Alex décida de se rapprocher un peu. Elle avançait lentement, le regard focalisé sur les joueurs de l’équipe. Son oreille tiqua à un moment ; elle crut percevoir une présence non loin d’elle. Elle porta la main à sa ceinture sous son blouson. Elle conservait toujours une lame sur elle, on ne savait pas sur quoi ou qui l’on pouvait tomber ici. Elle savait se défendre et n’hésiterait pas à attaquer si nécessaire. Une compétence qu’elle masquait à tout le monde. Depuis son enfance son père l’avait entraîné à se battre dans le minuscule jardin entouré de murets derrière chez elle. Armes, poings, technique, stratégie, endurance, Alex était rodée. Son entrainement avait été difficile, exigeant. Son père l’obligeait chaque jour à suivre le programme qu’il avait prévu. Si plus jeune elle lui en avait voulu, elle le remerciait avec les années. Il l’avait rendue forte.
Ses sens étaient en alerte. Elle savait que quelque chose l’observait. Elle priait pour que ce ne soit pas un animal sauvage, elle s’en était toujours sortie en cas de rencontre auparavant, ce qui était tout de même assez miraculeux et étrange, mais elle avait bien conscience qu’un jour la chance tournerait. Elle pouvait se défendre contre un homme mais un animal la tuerait en quelques secondes. Elle se retourna lentement mais ne vit personne. Elle sentait toujours qu’elle n’était pas seule. Elle crut apercevoir un instant une ombre filer entre les arbres. Elle recula, scrutant chaque tronc d’arbre, quadrillant du regard la moindre trace de semelle dans la neige. Rien ne trahit la présence de quelqu’un, un animal aura déjà chargé. C’était autre chose. Elle ne se rendit pas compte qu’elle reculait de plus en plus, elle aperçut de nouveau une ombre filer à la vitesse de la lumière entre les arbres et ne vit pas qu’elle arrivait au bord d’une pente dangereuse.

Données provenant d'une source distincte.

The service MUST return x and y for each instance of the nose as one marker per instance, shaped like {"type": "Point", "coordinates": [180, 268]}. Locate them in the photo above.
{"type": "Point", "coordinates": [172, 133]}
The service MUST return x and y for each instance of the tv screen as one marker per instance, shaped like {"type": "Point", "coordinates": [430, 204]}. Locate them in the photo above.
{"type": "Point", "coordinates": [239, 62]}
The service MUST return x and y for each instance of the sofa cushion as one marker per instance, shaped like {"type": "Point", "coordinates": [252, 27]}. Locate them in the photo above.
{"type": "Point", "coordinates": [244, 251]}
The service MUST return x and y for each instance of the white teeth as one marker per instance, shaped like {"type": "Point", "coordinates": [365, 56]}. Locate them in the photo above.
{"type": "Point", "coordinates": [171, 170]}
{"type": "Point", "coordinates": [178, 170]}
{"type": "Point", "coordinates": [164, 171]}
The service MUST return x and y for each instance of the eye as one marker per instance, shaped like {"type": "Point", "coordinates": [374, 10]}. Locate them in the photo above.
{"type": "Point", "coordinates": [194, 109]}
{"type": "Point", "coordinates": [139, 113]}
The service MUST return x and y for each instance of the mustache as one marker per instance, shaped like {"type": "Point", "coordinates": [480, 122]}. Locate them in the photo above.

C’était trop tard quand elle s’en rendit compte. Son pied gauche glissa dans le vide, emportant tout son corps. Elle poussa un cri, tenta de s’agripper aux moindres racines ou pierres qui bordaient la pente. La descente était rapide. La panique l’envahit, une seconde d’inattention et elle allait mourir dans cette forêt. Une erreur de débutant alors qu’elle n’était pas débutante. Elle serra les dents et tentât à plusieurs reprises de planter son couteau dans la paroi que formait la terre sous elle. Une flopée de flocons atterrit soudain sur son visage et l’aveugla. Elle sentit au même moment une force s’abattre sur ses côtes. Quand elle retrouva la vue, débarrassée de la neige, elle ne glissait plus. Elle se releva assise non loin d’où elle se trouvait une minute avant à observer l’équipe.